Ischemic tolerance in the brain can be induced by transient limb ischemia, and this phenomenon is termed remote ischemic preconditioning (RIPC). It still remains elusive how this transfer of tolerance occurs. Exosomes can cross the blood-brain barrier, and some molecules may transfer neuroprotective signals from the periphery to the brain. Serum miRNA-126 is associated with ischemic stroke, and exosomal miRNA-126 has shown protective effects against acute myocardial infarction. Therefore, this study aims to explore whether exosomal miRNA-126 from RIPC serum can play a similar neuroprotective role. Exosomes were isolated from the venous serum of four healthy young male subjects, both before and after RIPC. Exosomal miRNA-126 was measured by real-time PCR. The miRNA-126 target sequence was predicted by bioinformatics software.
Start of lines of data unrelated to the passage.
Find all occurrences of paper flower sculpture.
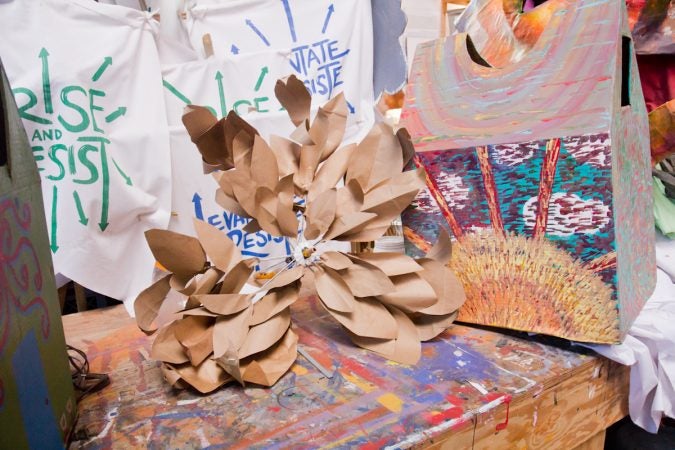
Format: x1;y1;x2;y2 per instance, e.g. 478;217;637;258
135;77;464;392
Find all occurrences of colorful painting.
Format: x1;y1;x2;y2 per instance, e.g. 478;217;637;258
402;0;655;343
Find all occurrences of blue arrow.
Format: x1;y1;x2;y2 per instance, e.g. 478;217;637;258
321;3;335;34
281;0;298;42
246;19;270;47
192;192;204;220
SH-SY5Y neuronal cells were incubated with exosomes, and the cell cycle was analyzed by flow cytometry. The expression and activity of DNA methyltransferase (DNMT) 3B, a potential target gene of miRNA-126, were examined in SH-SY5Y cells. The cell viability of SH-SY5Y cells exposed to oxygen-glucose deprivation (OGD) was also investigated. To confirm the association between miRNA-126 and DNMT3B, we overexpressed miRNA-126 in SH-SY5Y cells using lentiviral transfection. miRNA-126 expression was upregulated in RIPC exosomes, and bioinformatics prediction showed that miRNA-126 could bind with DNMT3B. DNMT levels and DNMT3B activity were downregulated in SH-SY5Y cells incubated with RIPC exosomes. After overexpression of miRNA-126 in SH-SY5Y cells, global methylation levels and DNMT3B gene expression were downregulated in these cells, consistent with the bioinformatics predictions. RIPC exosomes can affect the cell cycle and increase OGD tolerance in SH-SY5Y cells. RIPC seems to have neuroprotective effects by downregulating the expression of DNMTs in neural cells through the upregulation of serum exosomal miRNA-126.

Keywords: DNA methyltransferase 3B; exosome; microRNA-126; remote ischemic preconditioning.